There is a beauty to the arrangement whereby a cake is shared by one of us dividing it and the other choosing which part they want. The person dividing doesn’t know which part they’ll get so they have every incidentive to make fair shares. They say that John Rawls took this as inspiration for his philosophy of how a just society should be organised (but I don’t know enough about that).

But the cake cutting example only works for a world where the cake is homogeneous and the two cake-eaters have identical preferences (in this case, to have as much as possible). Imagine a world where the cake has a fruit half and a nut half, say, and I have two cake-eaters, A and B. A likes fruit and nut equally, she doesn’t care. B is allergic to nuts. Now the game of “one cuts, one chooses” doesn’t work. If A cuts she will slice the cake in half and be happy with whichever half she’s left with, but B better hope that A makes a half which is entirely fruit, otherwise she’ll be forced to make a choice between two bits of cake, some of which she can’t eat. B is at no risk of losing out, A is at substantial risk. If B cuts first, she might consider cutting the cake into a nut half and a fruit half, but then she has to hope A chooses the fruit half. And she might cut the cake into mixed halves an put up with a portion she can’t eat (but ensuring B only gets half the cake). The game-theoretic solution is probably to cut the cake into a larger, nut-plus-small-amount-of-fruit, half and a smaller, just-fruit, half. A will choose the larger half. A definitely wins, B loses out.

The solution whereby A and B both have half, and both enjoy their halves equally (ie B gets the fruit half) is simple, but enreachable via this sharing game.

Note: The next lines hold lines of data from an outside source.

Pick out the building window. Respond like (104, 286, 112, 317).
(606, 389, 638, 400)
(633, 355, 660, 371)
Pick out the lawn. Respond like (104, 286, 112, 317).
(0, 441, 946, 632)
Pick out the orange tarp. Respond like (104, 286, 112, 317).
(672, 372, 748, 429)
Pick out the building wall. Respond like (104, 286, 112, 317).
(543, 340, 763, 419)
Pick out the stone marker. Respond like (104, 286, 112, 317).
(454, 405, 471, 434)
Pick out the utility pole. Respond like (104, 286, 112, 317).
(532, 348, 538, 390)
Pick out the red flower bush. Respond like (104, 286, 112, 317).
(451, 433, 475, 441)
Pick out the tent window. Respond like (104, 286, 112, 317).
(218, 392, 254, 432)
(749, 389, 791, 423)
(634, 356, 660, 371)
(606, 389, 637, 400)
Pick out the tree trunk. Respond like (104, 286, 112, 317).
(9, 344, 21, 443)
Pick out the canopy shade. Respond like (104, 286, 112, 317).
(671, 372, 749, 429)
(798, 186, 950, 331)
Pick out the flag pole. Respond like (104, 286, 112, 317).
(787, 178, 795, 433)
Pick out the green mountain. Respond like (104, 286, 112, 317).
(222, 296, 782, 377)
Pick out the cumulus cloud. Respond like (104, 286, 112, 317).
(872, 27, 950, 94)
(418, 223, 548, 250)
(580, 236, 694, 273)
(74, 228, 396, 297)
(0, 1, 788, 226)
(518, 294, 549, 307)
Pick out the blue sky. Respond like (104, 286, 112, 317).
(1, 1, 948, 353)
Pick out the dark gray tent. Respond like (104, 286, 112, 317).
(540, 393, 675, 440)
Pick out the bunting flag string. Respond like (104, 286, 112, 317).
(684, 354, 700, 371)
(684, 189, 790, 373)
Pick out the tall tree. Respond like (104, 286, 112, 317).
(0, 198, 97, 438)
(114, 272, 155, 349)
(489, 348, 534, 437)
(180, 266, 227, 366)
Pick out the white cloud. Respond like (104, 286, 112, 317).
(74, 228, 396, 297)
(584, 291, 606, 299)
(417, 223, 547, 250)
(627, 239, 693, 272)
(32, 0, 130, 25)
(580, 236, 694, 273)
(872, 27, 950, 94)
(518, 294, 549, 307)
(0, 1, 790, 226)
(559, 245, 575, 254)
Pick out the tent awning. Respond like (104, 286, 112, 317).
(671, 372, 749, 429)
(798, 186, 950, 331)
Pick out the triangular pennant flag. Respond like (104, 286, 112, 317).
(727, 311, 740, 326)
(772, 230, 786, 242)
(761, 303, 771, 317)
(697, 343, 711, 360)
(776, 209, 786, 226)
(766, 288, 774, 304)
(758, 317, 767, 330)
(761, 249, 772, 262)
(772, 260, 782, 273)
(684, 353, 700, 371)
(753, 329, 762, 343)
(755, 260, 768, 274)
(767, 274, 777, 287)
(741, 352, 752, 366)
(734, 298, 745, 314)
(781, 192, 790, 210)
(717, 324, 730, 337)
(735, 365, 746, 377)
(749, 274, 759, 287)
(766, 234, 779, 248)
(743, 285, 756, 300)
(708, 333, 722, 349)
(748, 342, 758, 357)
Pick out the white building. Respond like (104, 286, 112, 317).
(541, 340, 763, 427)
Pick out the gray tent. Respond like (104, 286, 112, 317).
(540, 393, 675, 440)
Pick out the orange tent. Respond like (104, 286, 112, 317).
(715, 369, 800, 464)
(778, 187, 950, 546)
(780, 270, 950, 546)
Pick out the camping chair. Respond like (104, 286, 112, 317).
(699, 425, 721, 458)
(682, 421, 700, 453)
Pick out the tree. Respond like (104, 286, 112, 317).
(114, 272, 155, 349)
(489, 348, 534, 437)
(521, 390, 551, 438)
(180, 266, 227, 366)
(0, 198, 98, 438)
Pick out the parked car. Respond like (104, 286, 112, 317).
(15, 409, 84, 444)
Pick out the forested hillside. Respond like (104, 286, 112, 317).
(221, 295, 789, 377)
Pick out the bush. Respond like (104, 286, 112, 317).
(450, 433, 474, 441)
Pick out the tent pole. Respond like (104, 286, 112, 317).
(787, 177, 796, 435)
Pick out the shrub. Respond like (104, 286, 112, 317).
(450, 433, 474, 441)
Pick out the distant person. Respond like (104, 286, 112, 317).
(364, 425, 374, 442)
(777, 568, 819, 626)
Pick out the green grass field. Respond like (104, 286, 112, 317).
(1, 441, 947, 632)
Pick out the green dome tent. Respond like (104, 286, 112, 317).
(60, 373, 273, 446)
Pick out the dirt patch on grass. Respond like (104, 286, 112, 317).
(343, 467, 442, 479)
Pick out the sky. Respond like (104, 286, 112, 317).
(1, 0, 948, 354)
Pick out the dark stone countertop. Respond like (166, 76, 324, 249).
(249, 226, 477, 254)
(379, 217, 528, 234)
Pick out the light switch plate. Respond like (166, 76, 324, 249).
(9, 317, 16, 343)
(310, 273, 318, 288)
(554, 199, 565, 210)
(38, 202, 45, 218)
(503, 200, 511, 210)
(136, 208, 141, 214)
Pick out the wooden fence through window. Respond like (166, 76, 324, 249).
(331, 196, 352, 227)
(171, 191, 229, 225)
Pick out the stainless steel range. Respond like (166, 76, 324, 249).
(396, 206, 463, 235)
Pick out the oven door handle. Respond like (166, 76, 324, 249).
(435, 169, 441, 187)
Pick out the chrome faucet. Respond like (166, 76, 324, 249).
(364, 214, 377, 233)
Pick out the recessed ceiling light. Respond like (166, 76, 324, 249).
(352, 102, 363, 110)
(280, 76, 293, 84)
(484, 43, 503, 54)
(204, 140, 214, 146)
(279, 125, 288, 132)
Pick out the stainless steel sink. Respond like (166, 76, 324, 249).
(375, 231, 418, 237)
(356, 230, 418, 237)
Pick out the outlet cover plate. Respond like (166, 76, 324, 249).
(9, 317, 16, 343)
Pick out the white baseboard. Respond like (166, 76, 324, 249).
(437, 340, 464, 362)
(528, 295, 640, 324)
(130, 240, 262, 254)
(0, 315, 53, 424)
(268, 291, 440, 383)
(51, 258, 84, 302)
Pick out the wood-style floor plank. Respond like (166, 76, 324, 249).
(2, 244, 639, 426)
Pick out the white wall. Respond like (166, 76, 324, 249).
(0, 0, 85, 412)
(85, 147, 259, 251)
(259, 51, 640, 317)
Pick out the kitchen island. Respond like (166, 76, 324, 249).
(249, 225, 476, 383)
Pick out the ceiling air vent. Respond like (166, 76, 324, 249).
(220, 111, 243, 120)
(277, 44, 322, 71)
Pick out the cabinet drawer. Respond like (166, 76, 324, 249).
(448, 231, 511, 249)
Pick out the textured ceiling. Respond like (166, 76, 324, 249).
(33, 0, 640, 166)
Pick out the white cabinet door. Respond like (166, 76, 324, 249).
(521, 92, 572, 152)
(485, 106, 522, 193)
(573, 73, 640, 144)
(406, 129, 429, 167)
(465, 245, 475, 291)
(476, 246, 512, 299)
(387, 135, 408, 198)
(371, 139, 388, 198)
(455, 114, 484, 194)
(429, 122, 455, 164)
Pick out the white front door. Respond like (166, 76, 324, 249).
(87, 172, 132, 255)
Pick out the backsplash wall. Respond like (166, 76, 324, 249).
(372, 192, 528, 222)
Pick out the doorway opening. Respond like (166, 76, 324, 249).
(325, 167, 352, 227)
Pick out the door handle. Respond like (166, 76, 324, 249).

I’m reminded of an experiment I think I read about in George Ainslie’s Breakdown of Will (don’t have the book to hand to check, so apologies for inaccuracies. We can pretend it is a thought experiment and I think it still makes the point). There’s a large long cage with a lever that opens a door at the other end. If you are a pig it take 15 seconds, say, to run from the lever to the door. After 20 seconds the door closes, so you get to eat your fill for 5 seconds. One pig on her own gets regular opportunities to feed, as well as plenty of exercise running backward and forth. Now imagine a big pig and a small pig. The big pig is a bully and always pushes the small pig off any food. In a cage with normal feeding arrangements the big pig gets all the food (poor small pig!). But in this bizarre long cage with the lever-for-food arrangement, a funny thing happens. The big pig ends up as a lever pressing slave for the small pig, who gets to eat all the foot.

To see why, we need a game-theory analysis like with the cake example. If the little pig pressed the lever, the big pig would start eating the food and the little pig wouldn’t be able to budge her. There’s no incentive for the little pig to press the lever, she doesn’t get any food either way! The big pig, however, has a different choice : if she presses the lever then she can charge down to the food and knock the little pig out of the way, getting 5 seconds of food. It’s worth it for big pig, but the outcome is that she does all the running and only gets a quarter of the food.

This suprising result is none the less a ‘behaviourally stable strategy’, to bastardise a phrase from evolutionary game theory.

Bottom line: minimally complex environments and heteogenities in agents’ abilities and preferences break simple fairness games. In anything like the real world, as Tom Slee so convincingly shows, choice is not preference.